Formally, the optimization target is to minimize overall decode latency across all inference steps, subject to HBM capacity constraints. This encapsulates both the placement and migration schedule for each KV cache entry, given access patterns and memory architecture.
Theoretical Upper Bound Discovery Using Simulated Annealing
Exhaustive search of the placement solution space is infeasible due to its combinatorial complexity. The paper leverages simulated annealing (SA), assuming perfect knowledge of future access patterns, to approximate a near-optimal scheduling solution. SA dynamically adjusts look-ahead window size (W) and migration ratio (R), probabilistically accepting migration schedules with lower latency or exploring coordinated parameter perturbations to escape local minima.
This approach quantifies a theoretical performance ceiling, unattainable by any real-time system without omniscient foresight but revealing substantial potential for future heuristics employing predictive modeling or reinforcement learning. The SA-guided placement routinely identifies optimal migration points and allocation strategies that minimize unnecessary migration and maximize aggregate bandwidth utilization.
Empirical Evaluation and Sensitivity Analyses
A behavioral simulator is used, parameterized on GH200’s memory hierarchy and LLaMA-3.1-8B access patterns, to benchmark several placement strategies: unlimited HBM (ideal), static placement, reactive (LRU) scheduling, Quest-style page granularity scheduling, and the SA-guided upper bound.
Throughput results demonstrate that the SA-guided scheduler achieves up to 5.87× higher normalized tokens/sec than static placement, with performance approaching the unlimited HBM case under low importance variation. Migration overhead undermines reactive and page-based approaches under low attention sparsity, while high sparsity benefits all strategies by reducing active working set size.
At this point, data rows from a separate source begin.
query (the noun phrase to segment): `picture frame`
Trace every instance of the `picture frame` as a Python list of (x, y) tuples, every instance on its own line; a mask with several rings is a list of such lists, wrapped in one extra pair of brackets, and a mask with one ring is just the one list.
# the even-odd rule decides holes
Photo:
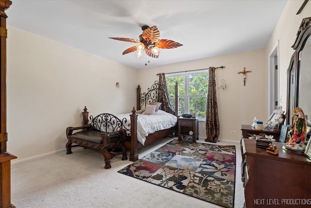
[(276, 127), (275, 125), (276, 121), (280, 118), (281, 114), (284, 114), (284, 111), (280, 110), (275, 110), (273, 111), (272, 114), (271, 114), (267, 121), (266, 123), (268, 124), (268, 127), (274, 128)]
[(311, 128), (307, 127), (307, 133), (306, 134), (306, 141), (308, 142), (304, 154), (311, 160), (311, 142), (310, 142), (310, 136), (311, 136)]
[(287, 136), (287, 132), (288, 132), (288, 127), (286, 126), (282, 126), (281, 128), (281, 132), (280, 133), (280, 138), (278, 141), (279, 142), (285, 142), (286, 141), (286, 137)]

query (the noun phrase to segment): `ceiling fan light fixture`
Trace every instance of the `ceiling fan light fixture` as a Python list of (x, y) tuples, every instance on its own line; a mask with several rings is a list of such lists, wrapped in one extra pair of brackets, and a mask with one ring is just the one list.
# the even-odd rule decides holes
[(137, 57), (139, 58), (141, 57), (144, 53), (144, 51), (143, 50), (138, 50), (137, 52)]
[(138, 51), (142, 51), (145, 48), (145, 45), (144, 45), (144, 44), (141, 42), (139, 42), (137, 43), (137, 45), (136, 45), (136, 48), (137, 48), (137, 50)]
[(155, 46), (151, 49), (151, 53), (155, 56), (159, 56), (160, 49), (156, 46)]

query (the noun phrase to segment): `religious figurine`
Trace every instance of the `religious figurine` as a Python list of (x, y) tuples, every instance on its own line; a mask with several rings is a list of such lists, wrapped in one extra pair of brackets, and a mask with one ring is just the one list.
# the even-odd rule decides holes
[(251, 71), (246, 71), (246, 68), (244, 67), (243, 71), (242, 72), (238, 72), (238, 74), (243, 74), (243, 82), (244, 83), (244, 86), (245, 86), (245, 82), (246, 81), (246, 73), (250, 73)]
[(307, 122), (305, 114), (301, 108), (297, 107), (293, 110), (292, 134), (286, 147), (293, 150), (304, 151), (306, 149), (305, 144), (307, 132)]

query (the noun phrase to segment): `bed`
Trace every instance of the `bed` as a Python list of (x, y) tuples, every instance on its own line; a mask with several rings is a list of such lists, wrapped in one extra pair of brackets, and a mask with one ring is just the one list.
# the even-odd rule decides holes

Figure 2: Left—tokens/sec normalized relative to unlimited HBM across synthetic importance variation scenarios; right—HBM hit rates at 60% sparsity.
Sensitivity analysis reveals that dynamic in-memory placement yields superior gains for inference tasks where token importance remains stable across decoding steps. High variation leads to excessive migration, reducing effective bandwidth utilization. The HBM hit rate, critical to throughput, is tightly regulated under SA, validating its heuristic advantage.
Theoretical and Practical Implications
The results and formalism illustrate large performance gaps between naive placement heuristics and theoretically optimal dynamic schemes, indicating substantial room for systems research in adaptive memory scheduling for LLMs. Practically, runtime solutions should evolve towards leveraging predictive access pattern analytics, RL, or online learning to adapt placement dynamically, exploiting near-optimal aggregate bandwidth utilization in heterogeneous memory environments.
From a theoretical perspective, this paper provides the first formal foundation for KV cache scheduling in LLM inference over heterogeneous memory, exposing explicit bounds and stimulating subsequent algorithmic exploration for aggressive latency minimization.
Conclusion
This paper establishes a rigorous mathematical framework for dynamic KV cache placement in LLM inference on heterogeneous memory architectures, deriving a theoretical upper bound using simulated annealing with perfect foresight. Simulation results demonstrate up to a 5.87× throughput improvement over static strategies, motivating the pursuit of advanced adaptive scheduling methods to approach this bound and fully harness emerging AI hardware memory hierarchies.